# Mullet Fly - New pattern I tied up



## el9surf (Dec 23, 2008)

This was started initially a few weeks ago as a bass fly to imitate a bluegill. After looking at it for a bit it also resembled a finger mulllet profile pretty well. Good timing since most of my flies will be baitfish for a while. It runs just below the surface and above the grass with an almost neutral bouyancy. The tail and collar really give it a great swimming action as well.

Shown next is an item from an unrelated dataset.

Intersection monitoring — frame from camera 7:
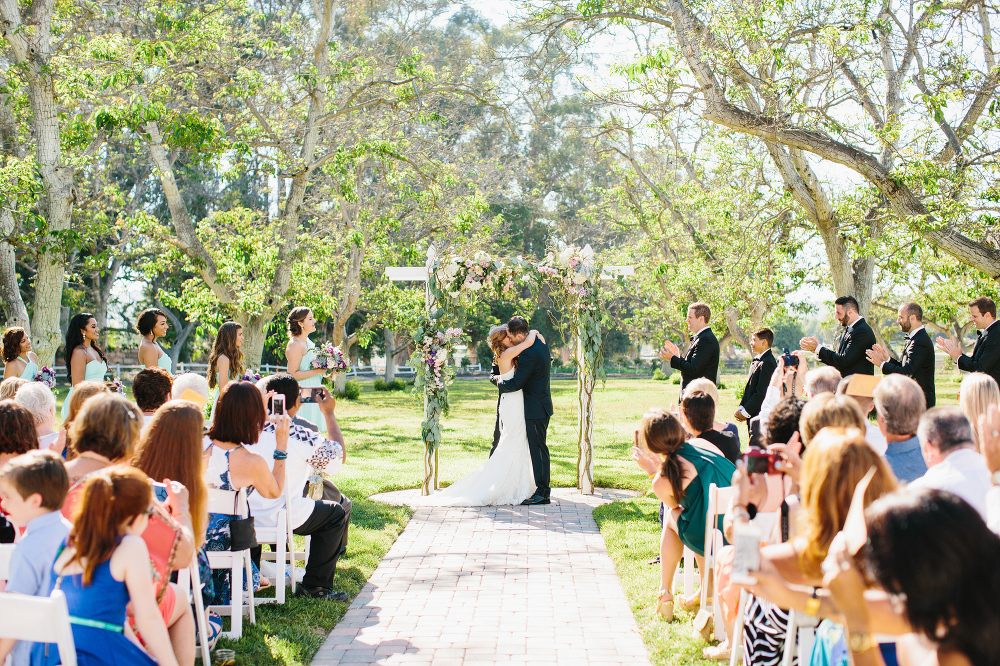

Here is a quick rundown of the fly in order of how I tied it. Overall length 3- 4 inches
Mustad signature fly tarpon size 2
mono tail guard to keep rabbit strip from fowling
Tail - rabbit strip zonker
Flash - Sparse krystal flash tied on each side of rabbit strip
Collar - Palmered schlaupen. Start with the flexible maribu section at the back and work your way  forward to the hackle part of the feather. 
Head - EP built up and trimmed to shape. Leave some of the back edge of the EP toward the collar to blend into the palmered feathers.
All tied with Mono thread.

Whip Finish trim head to shape and zap a gap eyes in place. 
Then come back with colored flat waxed nylon and finish off head and mono weedguard. 
Hope this helps someone looking for a decent and easy to tie mullet pattern


----------



## capt.jesseregister (Feb 6, 2013)

Good looking tie


----------